Жан подходит к окну. Подоконник теплый. Двор залит светом.
Жан. На солнце сейчас, верно, хорошо...
Привычным движением Сесиль складывает тетради. Затем прикалывает шляпу
к волосам и берет под мышку одну из тетрадей.
Сесиль. Мне надо отнести ее аббату Левису.
Жан спускается по лестнице вслед за нею. Дверь вестибюля открыта; от
ярко освещенного солнцем крыльца рябит в глазах.
Жан, зажмурившись, делает несколько шагов. Солнце жжет ему плечи.
Первые пионы, первая земляника; зеленые виноградные лозы обвивают
беседку.
На колокольне пробили часы.
Он поднимает глаза; взгляд его скользит по выкрашенной охрой каменной
стене и теряется в глубокой синеве небес - в безбрежном куполе.
Он медленно подходит к стоящей в беседке скамье. Садится и откидывает
руки на теплую спинку скамьи так, чтобы щедрый солнечный свет заливал все
его тело. Кисти рук розовеют на солнце. Блаженное умиротворение.
Он думает:
"Вот я сижу здесь, среди этого великолепия весны... Я его не понимаю.
Но оно овладевает мною, подчиняет меня себе.
Существуют, должно быть, целые миры идей, в которые наша мысль еще не
отваживалась проникать... Идей, которые выходят за рамки наших представлений
о душе, о боге; идей, которые могла бы примирить наши противоречия... Ах!..
"
Прошло несколько минут.
Жан медленно поднимается по ступенькам крыльца. Звук колокольчика у
калитки. Во дворе появляется незнакомый аббат; увидев Жана, он подходит к
нему.
Жан. Госпожа Баруа только что ушла, сударь. Священник в
нерешительности.
Аббат. Разрешите представиться: аббат Левис.

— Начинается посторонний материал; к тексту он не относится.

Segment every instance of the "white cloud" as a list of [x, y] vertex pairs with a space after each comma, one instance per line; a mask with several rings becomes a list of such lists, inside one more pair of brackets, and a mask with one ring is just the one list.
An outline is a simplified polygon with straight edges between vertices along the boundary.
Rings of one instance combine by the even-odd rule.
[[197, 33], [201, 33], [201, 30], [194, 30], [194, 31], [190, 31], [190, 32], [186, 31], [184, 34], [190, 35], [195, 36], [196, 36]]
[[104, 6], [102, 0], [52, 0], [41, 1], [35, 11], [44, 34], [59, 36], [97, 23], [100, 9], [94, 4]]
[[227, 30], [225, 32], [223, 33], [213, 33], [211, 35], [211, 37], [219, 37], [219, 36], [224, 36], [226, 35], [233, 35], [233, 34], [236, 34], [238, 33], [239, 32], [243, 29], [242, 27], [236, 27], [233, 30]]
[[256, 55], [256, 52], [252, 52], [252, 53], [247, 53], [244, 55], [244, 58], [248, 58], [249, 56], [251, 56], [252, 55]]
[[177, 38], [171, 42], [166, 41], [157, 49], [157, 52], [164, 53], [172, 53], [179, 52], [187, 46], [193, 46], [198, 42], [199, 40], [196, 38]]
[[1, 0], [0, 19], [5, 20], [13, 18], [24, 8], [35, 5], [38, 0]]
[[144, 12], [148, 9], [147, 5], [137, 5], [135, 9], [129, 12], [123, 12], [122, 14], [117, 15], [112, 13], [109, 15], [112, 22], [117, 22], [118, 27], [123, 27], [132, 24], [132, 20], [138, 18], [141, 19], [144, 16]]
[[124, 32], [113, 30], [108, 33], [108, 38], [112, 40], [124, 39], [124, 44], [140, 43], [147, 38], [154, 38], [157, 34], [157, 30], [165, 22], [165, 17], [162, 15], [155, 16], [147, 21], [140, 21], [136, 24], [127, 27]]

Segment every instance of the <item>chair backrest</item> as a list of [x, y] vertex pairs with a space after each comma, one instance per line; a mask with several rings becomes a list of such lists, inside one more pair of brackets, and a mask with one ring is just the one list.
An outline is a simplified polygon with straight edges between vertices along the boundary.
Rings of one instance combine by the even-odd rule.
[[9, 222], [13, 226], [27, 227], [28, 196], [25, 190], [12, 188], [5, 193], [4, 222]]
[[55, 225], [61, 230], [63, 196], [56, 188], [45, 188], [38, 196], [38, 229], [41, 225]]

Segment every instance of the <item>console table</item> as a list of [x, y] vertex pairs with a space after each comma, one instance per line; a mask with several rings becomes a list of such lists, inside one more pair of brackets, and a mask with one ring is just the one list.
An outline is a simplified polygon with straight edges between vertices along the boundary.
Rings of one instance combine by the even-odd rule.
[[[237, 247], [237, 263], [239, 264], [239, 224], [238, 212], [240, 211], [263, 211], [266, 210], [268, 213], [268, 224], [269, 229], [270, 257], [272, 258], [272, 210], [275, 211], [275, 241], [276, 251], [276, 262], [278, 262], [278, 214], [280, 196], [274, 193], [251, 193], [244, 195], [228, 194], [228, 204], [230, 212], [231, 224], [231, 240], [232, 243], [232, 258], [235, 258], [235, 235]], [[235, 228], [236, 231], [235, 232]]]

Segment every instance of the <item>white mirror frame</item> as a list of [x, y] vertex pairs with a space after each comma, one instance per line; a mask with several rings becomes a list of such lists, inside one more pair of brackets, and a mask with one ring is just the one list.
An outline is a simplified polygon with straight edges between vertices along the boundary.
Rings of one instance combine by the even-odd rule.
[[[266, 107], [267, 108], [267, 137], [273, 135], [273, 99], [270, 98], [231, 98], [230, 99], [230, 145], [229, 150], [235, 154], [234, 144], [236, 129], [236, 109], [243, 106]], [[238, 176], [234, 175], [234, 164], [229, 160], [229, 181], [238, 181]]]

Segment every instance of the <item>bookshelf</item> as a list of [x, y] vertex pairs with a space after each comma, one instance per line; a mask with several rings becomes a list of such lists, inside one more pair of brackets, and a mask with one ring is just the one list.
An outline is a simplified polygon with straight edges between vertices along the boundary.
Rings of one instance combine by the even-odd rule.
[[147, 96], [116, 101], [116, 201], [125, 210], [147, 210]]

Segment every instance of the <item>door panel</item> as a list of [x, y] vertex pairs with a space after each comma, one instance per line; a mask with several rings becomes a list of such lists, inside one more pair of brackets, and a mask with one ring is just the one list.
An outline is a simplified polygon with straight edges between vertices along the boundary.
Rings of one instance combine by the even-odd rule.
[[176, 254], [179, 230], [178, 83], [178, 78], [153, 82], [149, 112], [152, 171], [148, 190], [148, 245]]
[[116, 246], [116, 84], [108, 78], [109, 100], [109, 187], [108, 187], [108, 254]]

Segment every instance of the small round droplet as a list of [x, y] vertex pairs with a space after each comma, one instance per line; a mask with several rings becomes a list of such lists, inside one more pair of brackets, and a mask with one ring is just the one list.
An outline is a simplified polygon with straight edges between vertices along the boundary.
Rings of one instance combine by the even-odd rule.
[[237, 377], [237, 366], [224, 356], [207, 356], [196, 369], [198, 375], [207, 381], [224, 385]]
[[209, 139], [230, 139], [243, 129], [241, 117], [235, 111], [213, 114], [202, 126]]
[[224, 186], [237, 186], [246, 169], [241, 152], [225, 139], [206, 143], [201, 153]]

Жан (с крыльца). Госпожа Баруа будет весьма огорчена. Насколько мне
известно, она пошла к вам.
Аббат (делает жест, который должен, видимо, означать, что г-жа Баруа и
ее благотворительная деятельность сейчас его мало занимают). Если бы я не
воспользовался этим случаем, сударь, я бы себе этого никогда не простил... Я
лишь недавно прибыл в Бюи. Но с тех пор, как живу в одном городе с вами, я
все время испытываю желание нанести вам визит.
Жан слегка наклоняет голову.
О, я знаю, что вы живете очень замкнуто. Но, быть может, то
обстоятельство, что в течение двенадцати лет я был если не одним из ваших
подписчиков... (указывает на свою сутану) то во всяком случае одним из ваших
читателей, дает мне некоторое право нарушить ваше уединение...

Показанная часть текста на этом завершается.